Although the exact number has not been specified in the condition, the PE exemption evaluations has been made at that level.
Therefore, there were many opinions in the industry that the number defined as a ‘few’ should be adjusted upward if the condition was to become a prerequisite.
However, Director Oh said, “We don’t plan to change the standards we set to define the ‘few’ just because of the amendment.
However, no specific number is universally applied to all drugs, therefore, the number may be flexibly adjusted to a small extent for each drug in the future." In other words, if the amendment is applied as is, all drugs that seek PE exemptions will first have to satisfy the 'few numbers of patient' (around 200) requirement, then receive recognition from the committee for their difficulty to generate PE data.
What about drugs that have broader indications that are applied to pediatric to adult patients? The main point of the system improvement being made was to improve coverage for pediatric patients.

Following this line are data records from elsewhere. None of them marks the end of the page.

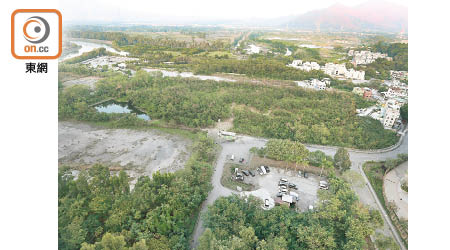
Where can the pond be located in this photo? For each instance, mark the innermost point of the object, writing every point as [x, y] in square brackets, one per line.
[114, 107]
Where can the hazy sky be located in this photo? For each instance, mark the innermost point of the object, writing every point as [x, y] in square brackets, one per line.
[145, 10]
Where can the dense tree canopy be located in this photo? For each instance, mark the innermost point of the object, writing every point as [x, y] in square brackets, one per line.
[316, 117]
[342, 160]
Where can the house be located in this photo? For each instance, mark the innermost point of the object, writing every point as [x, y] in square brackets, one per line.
[399, 75]
[312, 84]
[392, 114]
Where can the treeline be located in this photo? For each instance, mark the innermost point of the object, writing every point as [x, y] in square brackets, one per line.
[97, 210]
[293, 151]
[142, 28]
[257, 67]
[139, 44]
[399, 54]
[88, 55]
[316, 117]
[339, 222]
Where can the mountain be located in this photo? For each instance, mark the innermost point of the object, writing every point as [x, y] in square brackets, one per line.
[370, 16]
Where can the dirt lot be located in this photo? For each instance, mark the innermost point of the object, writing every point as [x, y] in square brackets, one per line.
[307, 187]
[138, 152]
[394, 192]
[88, 81]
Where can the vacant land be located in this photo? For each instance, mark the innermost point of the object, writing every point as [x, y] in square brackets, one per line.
[394, 193]
[144, 151]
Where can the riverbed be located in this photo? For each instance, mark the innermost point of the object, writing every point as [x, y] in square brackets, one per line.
[89, 46]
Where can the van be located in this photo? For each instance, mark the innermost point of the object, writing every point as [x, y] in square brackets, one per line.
[263, 169]
[323, 185]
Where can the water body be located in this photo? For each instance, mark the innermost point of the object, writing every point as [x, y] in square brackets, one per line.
[89, 46]
[167, 73]
[312, 46]
[113, 107]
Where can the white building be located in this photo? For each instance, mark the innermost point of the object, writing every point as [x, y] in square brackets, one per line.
[306, 66]
[313, 84]
[392, 114]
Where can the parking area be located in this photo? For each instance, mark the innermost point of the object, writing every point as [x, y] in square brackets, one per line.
[306, 188]
[266, 186]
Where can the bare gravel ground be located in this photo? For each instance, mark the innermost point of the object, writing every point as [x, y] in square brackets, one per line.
[394, 193]
[139, 152]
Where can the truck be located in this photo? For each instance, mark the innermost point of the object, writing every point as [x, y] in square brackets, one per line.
[263, 169]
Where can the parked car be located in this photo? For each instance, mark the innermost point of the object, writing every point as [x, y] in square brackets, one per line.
[259, 171]
[323, 185]
[263, 169]
[294, 195]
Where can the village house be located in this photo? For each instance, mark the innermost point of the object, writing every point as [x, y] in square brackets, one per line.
[366, 57]
[399, 75]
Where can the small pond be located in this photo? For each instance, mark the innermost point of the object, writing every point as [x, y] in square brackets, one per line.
[121, 107]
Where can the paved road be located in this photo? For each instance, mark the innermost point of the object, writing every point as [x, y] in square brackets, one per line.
[241, 148]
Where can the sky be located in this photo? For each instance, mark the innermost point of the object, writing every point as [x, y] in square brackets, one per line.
[149, 10]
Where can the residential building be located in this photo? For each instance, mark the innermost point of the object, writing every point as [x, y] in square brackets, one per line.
[399, 75]
[392, 114]
[357, 90]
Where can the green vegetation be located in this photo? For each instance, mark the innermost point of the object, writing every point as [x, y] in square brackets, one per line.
[404, 186]
[88, 55]
[317, 117]
[98, 209]
[286, 150]
[375, 172]
[399, 54]
[385, 243]
[292, 151]
[339, 223]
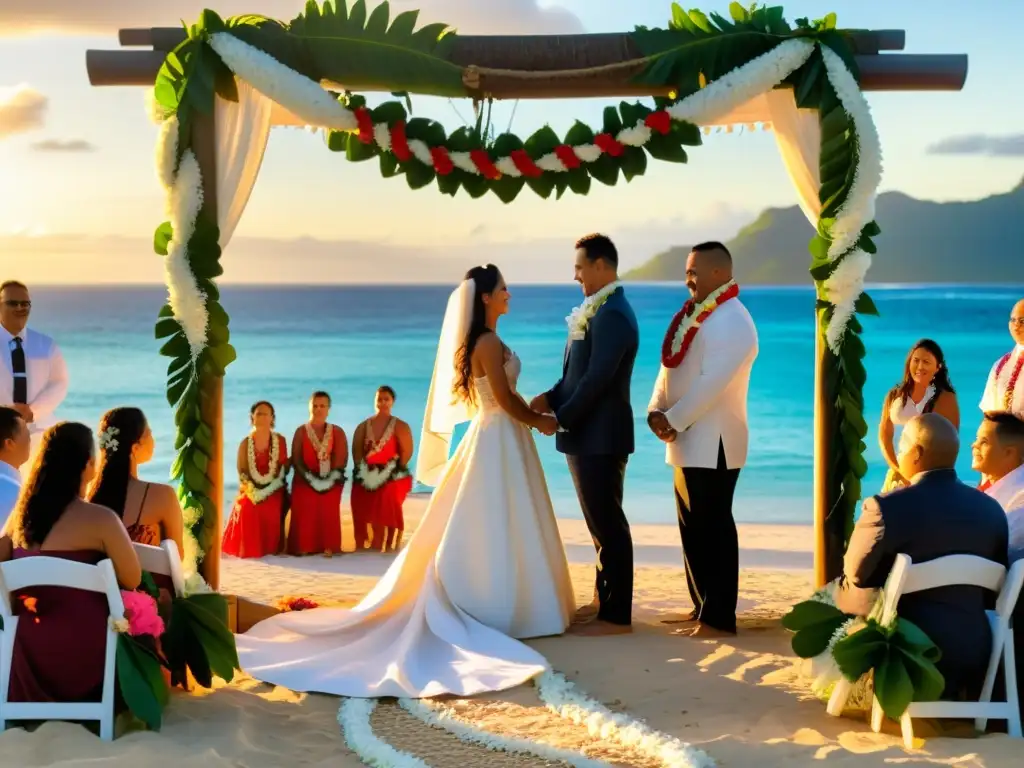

The government had added the clause 'drugs used to treat pediatric patients that are therapeutically equivalent or has no available treatment option, and demonstrates improvement in quality of life or is otherwise approved by the committee.' In essence, the added clause excluded the 'life-threatening disease' condition for PE exemptions just for pediatric patients.
In other words, if drugs used for pediatric patients satisfy the remaining conditions, the PE exemption may be applied even if the condition is not life-threatening.
On the surface, it seems like an encouraging improvement.
However, there were wild speculations in the industry on what the scope of 'drugs used in pediatric patients' will be.
The government had not specified whether the 'drugs used to treat pediatric patients' clause applies only to diseases that occur only in children, drugs that only have indications for children, or drugs that can be prescribed broadly to children and adults.
However, it is likely that this clause will also not be widely applied.
Director Oh said, “It is difficult to provide a clear answer on that part.
However, the system was not intended to limit the indication of drugs that can be used for even the adults to only children so that they can take the PE exemption track."